Today Salazar also identified four Wind Energy Areas offshore the mid-Atlantic as part of Interior’s ‘Smart from the Start’ approach announced in November 2010 that uses appropriate designated areas, coordinated environmental studies, large-scale planning and expedited approval processes to speed offshore wind energy development. The areas, on the Outer Continental Shelf offshore Delaware (122 square nautical miles), Maryland (207), New Jersey (417), and Virginia (165), will receive early environmental reviews that will help to lessen the time required for review, leasing and approval of offshore wind turbine facilities.

In March, Interior also expects to identify Wind Energy Areas off of North Atlantic states, including Massachusetts and Rhode Island, and launch additional NEPA environmental reviews for those areas. A similar process will occur for South Atlantic region, namely North Carolina, this spring.

Comments

Salazar, Chu Announce Major Offshore Wind Initiatives — 5 Comments

  1. “Deployment of clean, renewable offshore wind energy will help meet the President’s goal of generating 80 percent of the Nation’s electricity from clean energy sources by 2035.”

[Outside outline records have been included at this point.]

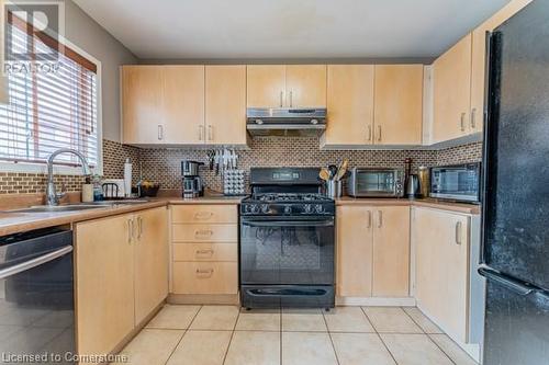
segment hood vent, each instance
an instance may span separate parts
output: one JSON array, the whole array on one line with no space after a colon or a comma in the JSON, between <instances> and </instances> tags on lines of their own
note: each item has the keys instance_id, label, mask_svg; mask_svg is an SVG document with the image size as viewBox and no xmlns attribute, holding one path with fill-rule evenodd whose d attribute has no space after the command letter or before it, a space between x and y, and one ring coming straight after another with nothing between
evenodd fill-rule
<instances>
[{"instance_id":1,"label":"hood vent","mask_svg":"<svg viewBox=\"0 0 549 365\"><path fill-rule=\"evenodd\" d=\"M326 130L326 109L250 107L246 118L251 136L318 137Z\"/></svg>"}]
</instances>

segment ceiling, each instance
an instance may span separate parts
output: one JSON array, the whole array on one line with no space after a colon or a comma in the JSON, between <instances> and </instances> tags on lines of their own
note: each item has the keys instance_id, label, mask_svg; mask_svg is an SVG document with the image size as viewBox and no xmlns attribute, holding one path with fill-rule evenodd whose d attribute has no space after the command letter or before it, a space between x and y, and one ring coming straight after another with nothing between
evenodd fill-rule
<instances>
[{"instance_id":1,"label":"ceiling","mask_svg":"<svg viewBox=\"0 0 549 365\"><path fill-rule=\"evenodd\" d=\"M508 0L74 0L143 59L428 58Z\"/></svg>"}]
</instances>

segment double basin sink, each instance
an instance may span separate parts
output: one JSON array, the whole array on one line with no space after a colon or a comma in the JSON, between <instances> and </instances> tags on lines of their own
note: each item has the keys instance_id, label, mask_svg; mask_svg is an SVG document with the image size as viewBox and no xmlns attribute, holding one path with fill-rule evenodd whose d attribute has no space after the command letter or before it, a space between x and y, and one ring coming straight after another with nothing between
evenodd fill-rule
<instances>
[{"instance_id":1,"label":"double basin sink","mask_svg":"<svg viewBox=\"0 0 549 365\"><path fill-rule=\"evenodd\" d=\"M115 207L126 204L142 204L147 203L147 199L121 199L121 201L103 201L94 203L76 203L76 204L61 204L61 205L35 205L29 208L15 209L15 213L56 213L56 212L79 212L88 209Z\"/></svg>"}]
</instances>

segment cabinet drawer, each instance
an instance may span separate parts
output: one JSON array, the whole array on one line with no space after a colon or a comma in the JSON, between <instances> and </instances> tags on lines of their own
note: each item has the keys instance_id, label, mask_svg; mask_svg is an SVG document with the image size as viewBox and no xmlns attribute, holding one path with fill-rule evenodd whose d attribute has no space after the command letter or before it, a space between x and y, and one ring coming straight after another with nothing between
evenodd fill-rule
<instances>
[{"instance_id":1,"label":"cabinet drawer","mask_svg":"<svg viewBox=\"0 0 549 365\"><path fill-rule=\"evenodd\" d=\"M177 205L172 206L175 224L237 224L237 205Z\"/></svg>"},{"instance_id":2,"label":"cabinet drawer","mask_svg":"<svg viewBox=\"0 0 549 365\"><path fill-rule=\"evenodd\" d=\"M173 261L238 261L236 243L175 243Z\"/></svg>"},{"instance_id":3,"label":"cabinet drawer","mask_svg":"<svg viewBox=\"0 0 549 365\"><path fill-rule=\"evenodd\" d=\"M176 242L237 242L236 225L173 225Z\"/></svg>"},{"instance_id":4,"label":"cabinet drawer","mask_svg":"<svg viewBox=\"0 0 549 365\"><path fill-rule=\"evenodd\" d=\"M236 294L236 262L175 262L175 294Z\"/></svg>"}]
</instances>

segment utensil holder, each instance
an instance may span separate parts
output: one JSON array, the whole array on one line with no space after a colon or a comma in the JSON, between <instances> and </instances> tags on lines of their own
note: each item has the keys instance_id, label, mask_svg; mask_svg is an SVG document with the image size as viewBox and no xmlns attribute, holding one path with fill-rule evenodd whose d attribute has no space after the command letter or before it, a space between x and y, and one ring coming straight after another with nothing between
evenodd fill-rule
<instances>
[{"instance_id":1,"label":"utensil holder","mask_svg":"<svg viewBox=\"0 0 549 365\"><path fill-rule=\"evenodd\" d=\"M326 182L326 195L332 198L343 196L343 181L341 180L328 180Z\"/></svg>"}]
</instances>

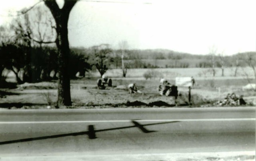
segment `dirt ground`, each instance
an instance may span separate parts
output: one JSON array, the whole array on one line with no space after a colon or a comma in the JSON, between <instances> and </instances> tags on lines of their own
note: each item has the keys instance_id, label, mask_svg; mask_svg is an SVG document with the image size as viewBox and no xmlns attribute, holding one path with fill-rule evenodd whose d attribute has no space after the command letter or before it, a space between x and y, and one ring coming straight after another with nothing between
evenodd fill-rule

    Well technically I guess he is correct but it is like saying spitting into a pool will help fill it up.

    Also here is a article that investigates the real environmental cost of those nice “green” wind turbines. A lot of pollution and illness in China to supply the materials for the magnets. Is that really green or is it just shifting the problem to someone elses backyard?

    http://www.dailymail.co.uk/home/moslive/article-1350811/In-China-true-cost-Britains-clean-green-wind-power-experiment-Pollution-disastrous-scale.html

  2. Your concerns about Chinese manufacturing are well founded but not directly related to offshore wind power. Sadly the Chinese have demonstrated poor manufacturing practices in everything from children’s’ toys to dog food to wall board. It certainly suggests that Western buyers have a responsibly to monitor Chinese subcontractors to minimize pollution and attempt to guarantee quality control.

  3. Perhaps, some good ol’ yankee entrepreneur will step up to the plate and start( drum roll ) manufacturing what we require here at home.
    Sub-contracting things out is why our economy is in the dumper. We used to be leaders, inovators, inventers, builders. Now, it seems the only reliable industries in the U. S. are weapons, and the soldiers who use them. We produce the worlds finest warriors.

  4. I agree with you Bill.

    The US, along with many other countries have significant deposits of the required materials that could be mined, processed and used to build the turbines locally rather than the current importing. But in most of those countries the environmental controls that would be required (and should be required, to much land was polluted by the old mining methods) cause locally produced materials to be many times as expensive as importing from China where the environment is ignored and the country side is being systematically destroyed.

    We need to require other countries to meet similar environmental restrictions as domestic sources and if they don’t then their products should have a tariff added to allow domestic production to compete on a level playing field.

  5. I am not necessarily an opponent of foreign manufacturing. Trade is reason we all need ships, after all. That being said, these days manufacturers need to supervise all links in the value added chain, whether they are manufacturing shirts in Bangladesh or wind mill components in China.